# inputbox
> A cross-platform, native GUI input box for Rust. Yes, finally.
## The Story
Picture this: you're writing a Rust CLI tool and you just want to pop up a little
dialog that says _"hey, what's your name?"_ and take whatever the user types.
Simple, right?
So you look at the ecosystem.
- **`rfd`**: Rusty File Dialogs! Cross-platform! Async! Beautiful! ...opens files. Not text. Files.
- **`native-dialog`**: Again, no input box, just message boxes and file pickers.
- **`tinyfiledialogs`**: `input_box` looks promising! ...but why does my input box turn into a password input when `default` is empty (`Some("")`)? No multiline, no custom labels, no control over backends... Oh and it's a C binding.

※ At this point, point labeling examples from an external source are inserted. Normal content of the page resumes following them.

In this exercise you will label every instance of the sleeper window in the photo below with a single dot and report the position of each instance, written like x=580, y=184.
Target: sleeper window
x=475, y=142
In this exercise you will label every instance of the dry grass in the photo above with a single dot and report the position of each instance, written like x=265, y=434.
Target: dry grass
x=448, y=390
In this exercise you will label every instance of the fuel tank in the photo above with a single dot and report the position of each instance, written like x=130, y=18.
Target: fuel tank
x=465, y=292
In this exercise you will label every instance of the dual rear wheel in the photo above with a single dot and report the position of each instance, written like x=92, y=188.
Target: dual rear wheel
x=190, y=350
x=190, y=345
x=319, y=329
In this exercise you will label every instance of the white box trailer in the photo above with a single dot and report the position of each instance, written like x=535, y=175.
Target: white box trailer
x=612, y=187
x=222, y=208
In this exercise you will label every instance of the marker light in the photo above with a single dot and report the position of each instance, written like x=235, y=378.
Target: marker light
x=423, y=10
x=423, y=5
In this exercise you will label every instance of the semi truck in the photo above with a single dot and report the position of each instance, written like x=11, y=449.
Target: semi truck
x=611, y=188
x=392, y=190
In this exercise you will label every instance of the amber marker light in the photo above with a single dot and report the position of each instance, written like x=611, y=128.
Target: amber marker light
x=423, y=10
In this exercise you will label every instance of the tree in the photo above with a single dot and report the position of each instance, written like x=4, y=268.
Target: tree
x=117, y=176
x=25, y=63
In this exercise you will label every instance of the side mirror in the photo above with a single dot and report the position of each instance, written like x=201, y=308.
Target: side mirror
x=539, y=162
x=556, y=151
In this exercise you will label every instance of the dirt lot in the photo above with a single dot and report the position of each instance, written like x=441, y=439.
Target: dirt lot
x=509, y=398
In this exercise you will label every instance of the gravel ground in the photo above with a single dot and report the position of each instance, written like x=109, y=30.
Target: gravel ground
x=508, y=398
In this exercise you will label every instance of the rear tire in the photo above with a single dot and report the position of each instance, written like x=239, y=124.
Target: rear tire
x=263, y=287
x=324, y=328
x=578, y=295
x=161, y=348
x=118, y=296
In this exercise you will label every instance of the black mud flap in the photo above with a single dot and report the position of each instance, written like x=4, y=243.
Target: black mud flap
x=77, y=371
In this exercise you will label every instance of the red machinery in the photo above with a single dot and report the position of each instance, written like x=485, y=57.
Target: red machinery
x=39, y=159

- **`dialog`**: Finally, an input box! ...but not for Windows or macOS. It fully depends on tools like `zenity`, `kdialog` or `dialog`.
You stare into the void. The void stares back. You write the dialog in HTML/JS
because at least Electron works on all platforms.
_Not anymore._
## What `inputbox` Does
`inputbox` is a minimal, cross-platform Rust library that shows a native GUI
input dialog and returns what the user typed. It uses whatever is available on
the system. Should work™ most of the time.
## Quick Start
```toml
[dependencies]
inputbox = "0.1"
```
```rust
use inputbox::InputBox;
fn main() {
let result = InputBox::new()
.title("Greetings")
.prompt("What's your name?")
.run();
match result {
Some(name) => println!("Hello, {name}!"),
None => println!("Fine, be that way."),
}
}
```
## Features
- **Multiple input modes** — text, password, or multiline
- **Highly customizable** — title, prompt, button labels, and more
- **Works on most platforms** — Windows, macOS, and Linux (with `yad` or `zenity`)
- **Pluggable backends** — use a specific backend or let the library pick
## Backends
| `PSScript` | Windows | PowerShell + WinForms, no extra install needed |
| `JXAScript` | macOS | `osascript` JXA, built into the OS |
| `Yad` | Linux | [`yad`](https://github.com/v1cont/yad) — preferred if available |
| `Zenity` | Linux | `zenity` — fallback on GNOME systems |
The `run()` method automatically picks the best backend for the current platform.
You can also specify one explicitly via `run_with()`.